Future Sonics
- Headquarters: Bristol, Pennsylvania
- Website: www.futuresonics.com

= Future Sonics =

American audio equipment manufacturer

Future Sonics is an American professional audio and consumer earphones company which designs and manufactures its own proprietary MG line of full-range miniature loudspeakers, which are used in all of its products.

==History==
In-ear personal monitor systems were pioneered in the early 1980s by Marty Garcia of Future Sonics as a solution for vocal fatigue and stress on musicians' ears from excessively loud stage volumes. His first custom-fit earphones were created for Todd Rundgren in 1982. In 1985 the Ear Monitors Brand was launched.
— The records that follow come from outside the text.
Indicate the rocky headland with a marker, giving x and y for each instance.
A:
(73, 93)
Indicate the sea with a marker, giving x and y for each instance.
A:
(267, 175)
Also, in 1985, Rundgren’s Utopia Tour was the first wedge-less stage, and all members were wearing FS Ear MonitorsBrand. The Grateful Dead and The Steve Miller Band were among the early bands to tour with this form of personal monitoring.

Future Sonics Ear Monitors Brand was awarded the TEC Award for Sound Reinforcement Product of the Year in 1992. In 2002, Future Sonics was the OEM (original equipment manufacturer) of the IE3 earphones for Sennheiser USA included with its original Evolution Wireless Systems. That same year, Future Sonics’ Ears EM3, universal earphones, was nominated for a TEC Award. In 2009, Future Sonics marked its 17th year working with the band U2 on their 360° Tour providing earpieces for the band, crew and security.

Future Sonics is an advocate for Hearing health awareness issues and a supporter of H.E.A.R., a non-profit organization dedicated to preventing hearing loss, mainly from loud rock music. Future Sonics' speaker technology is recognized by H.E.A.R. a product offering a full range of sound and performance at low volumes. In 2009 Future Sonics was awarded a Certificate of Excellence from H.E.A.R. for its contributions to Hearing Education and Awareness for Rockers.